Toca cualquier palabra para ver su raíz.
Lucas 15
Todos los cobradores de impuestos y los pecadores se acercaban a él para oírlo.
Pero los fariseos y los maestros de la ley murmuraban, diciendo: «Este recibe a los pecadores y come con ellos».
Entonces él les dijo esta parábola:
«¿Qué hombre de ustedes, si tiene cien ovejas y pierde una de ellas, no deja las noventa y nueve en el campo y va tras la que se perdió hasta encontrarla?
Al encontrarla, la pone sobre sus hombros, gozoso.
Al llegar a casa, reúne a sus amigos y vecinos, diciéndoles: “Alégrense conmigo, porque he encontrado mi oveja que se había perdido”.
Les digo que así habrá más gozo en el cielo por un pecador que se arrepiente que por noventa y nueve justos que no necesitan arrepentimiento.
¿O qué mujer, si tiene diez dracmas y pierde una dracma, no enciende una lámpara, barre la casa y busca con cuidado hasta encontrarla?
Y cuando la encuentra, reúne a sus amigas y vecinas, y dice: «Alégrense conmigo, porque he encontrado la dracma que había perdido».
Así les digo que hay gozo delante de los ángeles de Dios por un pecador que se arrepiente.
Dijo entonces: «Un hombre tenía dos hijos.
El menor de ellos le dijo a su padre: “Padre, dame la parte de la propiedad que me corresponde”. Y él les repartió los bienes.
No muchos días después, el hijo menor lo reunió todo y se fue a un país lejano; y allí derrochó su herencia viviendo de manera desenfrenada.
Pero cuando lo hubo gastado todo, sobrevino una hambruna severa en aquella región, y él comenzó a carecer.
Entonces fue y se unió a uno de los ciudadanos de aquella región, y él lo envió a sus campos a apacentar cerdos.
Y deseaba llenarse con las algarrobas que comían los cerdos, pero nadie le daba nada.
Entonces, volviendo en sí, dijo: «¡Cuántos jornaleros de mi padre tienen abundancia de pan, y yo aquí me muero de hambre!»
Me levantaré e iré a mi padre, y le diré: “Padre, he pecado contra el cielo y contra ti.
Ya no soy digno de ser llamado tu hijo; hazme como a uno de tus jornaleros”.
Así que se levantó y fue a su padre. Todavía estaba lejos cuando su padre lo vio, se compadeció, corrió, se echó sobre su cuello y lo besó.
El hijo le dijo: «Padre, he pecado contra el cielo y contra ti; ya no soy digno de ser llamado tu hijo».
Pero el padre dijo a sus siervos: «¡Rápido! Saquen la mejor vestidura y póngansela; pónganle un anillo en la mano y sandalias en los pies.

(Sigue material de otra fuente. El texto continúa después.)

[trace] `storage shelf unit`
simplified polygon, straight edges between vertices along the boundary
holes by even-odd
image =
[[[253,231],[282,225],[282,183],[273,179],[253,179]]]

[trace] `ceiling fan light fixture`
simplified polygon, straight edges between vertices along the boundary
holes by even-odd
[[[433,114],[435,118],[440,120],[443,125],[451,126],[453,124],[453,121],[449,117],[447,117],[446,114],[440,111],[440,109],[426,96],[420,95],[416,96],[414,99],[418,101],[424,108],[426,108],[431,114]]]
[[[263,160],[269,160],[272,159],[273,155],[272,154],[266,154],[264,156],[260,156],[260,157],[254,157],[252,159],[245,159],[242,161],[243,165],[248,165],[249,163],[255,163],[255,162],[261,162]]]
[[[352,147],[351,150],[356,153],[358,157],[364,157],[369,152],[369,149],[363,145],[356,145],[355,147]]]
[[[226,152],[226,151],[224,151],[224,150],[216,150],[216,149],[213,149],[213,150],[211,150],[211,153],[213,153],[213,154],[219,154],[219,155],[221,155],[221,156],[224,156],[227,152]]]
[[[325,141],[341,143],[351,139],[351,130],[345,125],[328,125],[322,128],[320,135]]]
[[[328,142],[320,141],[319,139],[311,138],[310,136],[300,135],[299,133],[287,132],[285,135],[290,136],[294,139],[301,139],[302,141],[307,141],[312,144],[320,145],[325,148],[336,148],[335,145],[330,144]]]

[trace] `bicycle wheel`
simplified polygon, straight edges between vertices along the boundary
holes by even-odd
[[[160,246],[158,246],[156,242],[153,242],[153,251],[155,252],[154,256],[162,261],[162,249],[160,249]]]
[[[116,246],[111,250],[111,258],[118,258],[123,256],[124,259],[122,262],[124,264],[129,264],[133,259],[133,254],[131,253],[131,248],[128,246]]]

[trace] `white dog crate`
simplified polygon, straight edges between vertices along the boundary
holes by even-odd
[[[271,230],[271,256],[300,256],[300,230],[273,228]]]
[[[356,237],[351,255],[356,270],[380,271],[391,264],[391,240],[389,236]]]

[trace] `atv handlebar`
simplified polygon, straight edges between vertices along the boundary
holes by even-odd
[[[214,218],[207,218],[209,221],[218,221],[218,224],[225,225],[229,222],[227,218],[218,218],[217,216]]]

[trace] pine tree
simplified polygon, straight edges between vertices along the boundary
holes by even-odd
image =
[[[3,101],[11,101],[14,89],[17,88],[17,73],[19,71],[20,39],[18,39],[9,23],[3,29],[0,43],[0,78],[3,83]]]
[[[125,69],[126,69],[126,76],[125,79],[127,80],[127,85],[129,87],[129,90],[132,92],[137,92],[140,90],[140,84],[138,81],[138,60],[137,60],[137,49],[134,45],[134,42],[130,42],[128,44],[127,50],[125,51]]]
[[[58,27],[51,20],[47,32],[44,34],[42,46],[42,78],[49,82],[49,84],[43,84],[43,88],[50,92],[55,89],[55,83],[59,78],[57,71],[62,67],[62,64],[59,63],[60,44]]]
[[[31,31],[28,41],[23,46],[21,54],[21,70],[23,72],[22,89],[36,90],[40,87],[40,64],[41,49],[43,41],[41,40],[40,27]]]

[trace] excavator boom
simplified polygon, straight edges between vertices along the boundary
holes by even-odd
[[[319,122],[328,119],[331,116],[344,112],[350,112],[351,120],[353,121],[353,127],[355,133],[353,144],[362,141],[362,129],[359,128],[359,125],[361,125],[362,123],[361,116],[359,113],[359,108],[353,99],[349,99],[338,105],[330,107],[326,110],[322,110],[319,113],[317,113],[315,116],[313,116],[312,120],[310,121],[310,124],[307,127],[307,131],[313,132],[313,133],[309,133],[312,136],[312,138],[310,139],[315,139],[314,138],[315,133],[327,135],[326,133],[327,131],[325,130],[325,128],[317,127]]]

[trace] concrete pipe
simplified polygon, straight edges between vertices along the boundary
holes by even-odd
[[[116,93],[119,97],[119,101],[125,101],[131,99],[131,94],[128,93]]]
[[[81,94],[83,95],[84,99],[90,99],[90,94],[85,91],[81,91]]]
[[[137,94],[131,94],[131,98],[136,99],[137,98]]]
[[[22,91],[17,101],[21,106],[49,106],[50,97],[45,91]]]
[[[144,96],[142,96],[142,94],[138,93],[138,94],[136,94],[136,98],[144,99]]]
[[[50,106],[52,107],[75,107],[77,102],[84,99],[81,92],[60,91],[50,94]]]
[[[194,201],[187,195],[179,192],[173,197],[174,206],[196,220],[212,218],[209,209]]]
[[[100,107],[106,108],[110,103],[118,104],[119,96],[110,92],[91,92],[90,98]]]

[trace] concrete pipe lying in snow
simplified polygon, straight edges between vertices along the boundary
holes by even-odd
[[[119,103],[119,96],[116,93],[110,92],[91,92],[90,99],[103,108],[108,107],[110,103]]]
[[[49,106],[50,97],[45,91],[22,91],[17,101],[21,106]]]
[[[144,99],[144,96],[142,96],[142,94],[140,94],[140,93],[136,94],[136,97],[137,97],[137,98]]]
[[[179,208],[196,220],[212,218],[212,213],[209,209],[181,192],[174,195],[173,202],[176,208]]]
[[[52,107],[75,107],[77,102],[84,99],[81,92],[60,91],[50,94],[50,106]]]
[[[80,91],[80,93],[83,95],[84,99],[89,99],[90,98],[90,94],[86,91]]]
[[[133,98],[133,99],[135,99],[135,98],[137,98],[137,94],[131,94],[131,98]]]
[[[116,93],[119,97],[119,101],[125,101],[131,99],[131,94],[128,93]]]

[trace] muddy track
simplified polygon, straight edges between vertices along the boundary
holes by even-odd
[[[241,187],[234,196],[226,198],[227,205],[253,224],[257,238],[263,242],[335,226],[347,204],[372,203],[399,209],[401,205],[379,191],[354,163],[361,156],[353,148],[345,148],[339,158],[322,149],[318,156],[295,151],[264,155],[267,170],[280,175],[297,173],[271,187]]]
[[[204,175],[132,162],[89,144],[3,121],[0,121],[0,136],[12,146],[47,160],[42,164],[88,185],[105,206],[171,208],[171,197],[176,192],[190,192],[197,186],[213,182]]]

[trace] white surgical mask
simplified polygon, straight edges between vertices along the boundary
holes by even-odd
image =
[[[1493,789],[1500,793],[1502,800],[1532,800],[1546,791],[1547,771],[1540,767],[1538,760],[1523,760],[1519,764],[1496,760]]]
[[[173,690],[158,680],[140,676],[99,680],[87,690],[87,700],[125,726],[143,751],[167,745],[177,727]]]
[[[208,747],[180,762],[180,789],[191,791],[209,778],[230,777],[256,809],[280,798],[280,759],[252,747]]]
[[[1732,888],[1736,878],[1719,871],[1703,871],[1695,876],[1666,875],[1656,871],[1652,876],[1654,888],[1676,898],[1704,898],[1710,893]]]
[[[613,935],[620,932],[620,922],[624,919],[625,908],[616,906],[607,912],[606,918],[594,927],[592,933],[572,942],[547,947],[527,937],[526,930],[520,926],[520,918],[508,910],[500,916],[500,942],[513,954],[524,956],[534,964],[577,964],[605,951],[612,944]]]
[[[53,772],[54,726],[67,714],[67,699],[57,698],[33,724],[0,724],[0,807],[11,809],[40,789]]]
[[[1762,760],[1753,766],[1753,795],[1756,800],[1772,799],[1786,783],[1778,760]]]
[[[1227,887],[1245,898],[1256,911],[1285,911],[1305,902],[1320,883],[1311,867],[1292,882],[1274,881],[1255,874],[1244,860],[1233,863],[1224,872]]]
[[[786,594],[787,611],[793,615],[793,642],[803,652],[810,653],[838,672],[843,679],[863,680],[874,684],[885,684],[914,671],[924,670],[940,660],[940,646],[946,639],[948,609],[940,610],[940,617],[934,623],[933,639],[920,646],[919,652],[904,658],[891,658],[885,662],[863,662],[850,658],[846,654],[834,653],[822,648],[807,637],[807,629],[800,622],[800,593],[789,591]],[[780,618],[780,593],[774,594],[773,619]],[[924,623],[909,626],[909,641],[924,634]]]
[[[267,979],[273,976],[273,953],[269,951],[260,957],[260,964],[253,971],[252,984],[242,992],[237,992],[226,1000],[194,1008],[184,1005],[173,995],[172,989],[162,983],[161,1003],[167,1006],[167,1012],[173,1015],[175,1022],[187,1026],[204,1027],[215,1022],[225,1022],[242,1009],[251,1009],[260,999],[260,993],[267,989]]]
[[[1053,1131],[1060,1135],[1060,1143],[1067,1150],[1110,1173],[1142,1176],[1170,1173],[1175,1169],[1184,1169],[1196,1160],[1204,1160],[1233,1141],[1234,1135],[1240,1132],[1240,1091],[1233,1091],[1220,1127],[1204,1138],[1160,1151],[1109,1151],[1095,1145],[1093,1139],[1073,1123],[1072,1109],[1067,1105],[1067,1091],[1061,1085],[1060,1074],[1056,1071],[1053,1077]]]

Traigan el becerro engordado, mátenlo, comamos y celebremos.
Porque este hijo mío estaba muerto y ha vuelto a la vida; estaba perdido y ha sido hallado». Y comenzaron a celebrar.
El hijo mayor estaba en el campo. Al acercarse a la casa, oyó música y danzas.
Llamó a uno de los siervos y le preguntó qué sucedía.
Él le dijo: «Tu hermano ha llegado, y tu padre ha matado el becerro engordado, porque lo ha recibido sano y salvo».
Pero él se enojó y no quería entrar. Entonces su padre salió y le rogaba.
Él respondió al padre: «Mira, tantos años te sirvo y nunca he desobedecido tu mandamiento, y nunca me has dado un cabrito para alegrarme con mis amigos.
Pero cuando vino este hijo tuyo, que ha devorado tu sustento con prostitutas, has matado para él el becerro engordado».
El padre le dijo: «Hijo, tú siempre estás conmigo, y todo lo mío es tuyo.
Pero era necesario hacer fiesta y alegrarse, porque este hermano tuyo estaba muerto y ha vuelto a vivir, estaba perdido y ha sido hallado».